Since we have limited time in our “live” meetings together, it is expected that before our Thursday 10am EST class you will have:

  1. completed all the assigned readings for the week;
  2. responded to Tuesday’s discussion questions and reviewed your classmates’ responses;
  3. contributed your “In Person” reflection in the “Harmonize Discussion” prompt for the week.

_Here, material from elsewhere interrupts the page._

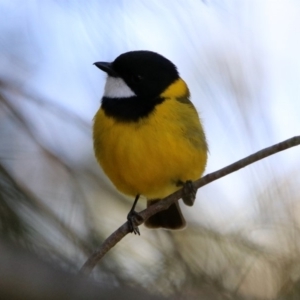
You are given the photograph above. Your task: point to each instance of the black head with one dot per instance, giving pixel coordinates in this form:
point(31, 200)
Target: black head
point(147, 73)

If you are “discussion leader” for the week, it is expected that you will act as moderator for the Thursday meeting and help structure the conversation to address the questions/concerns/confusion raised in Tuesday’s asynchronous discussion. Please provide a PDF handout that summarizes main concepts, arguments, and terminology addressed in the readings under discussion. These handouts will be a collectively authored series of documents shared amongst all seminar participants so that notes and reading summaries will be readily available for future reference.

 

Schedule:

Week 1:  9/1-9/3: WHAT IS “THE NATURE” OF TIME?

 

Week 2:  9/8-9/10: GEO Strike-- class cancelled

 

Week 3:  9/15–9/17: GLOBAL NETWORKS & UNIFORM TIME

 

Week 4:  9/22–9/24: OBJECTIVITY, SYNCHRONICITY & THE MEASURE OF TIME

 

Week 5:  9/29-10/1: WORK TIME—LABOR, CLASS, & CAPITAL

Screening : Modern Times (1936) - available through Kanopy

 

Week 6:  10/6-10/8: MEDIATING TIME—INSTANT, DURATION, CUT

Screening: An Occurrence at Owl Creek Bridge (1962) - available through Vimeo

 

Week 7:  10/13-10/15: LIVENESS & REAL-TIME

[300 word abstract is due]

 

Week 8:  10/20-10/22:  PROGRAMMING FLOW

 

Week 9:  10/27-10/29: CHRONOLOGY & HISTORICITY

 

Week 10:  11/3-5: STORY TIME & NARRATIVE

[Proposals due]

  

Week 11:  11/10-11/12: QUEER TEMPORALITIES

 

Week 12:  11/17-11/19: MEMORY, MEDIA & TIME

 

Week 13: 11/24-11/26: THANKSGIVING

 

Week 14:  12/1-12/3: PREDICTIONS & FUTURECASTING

 

Week 15:  PRESENTATIONS / Q&A

  

Final Projects (Paper or Video) are due December 15, 2020 by 11:59pm EST.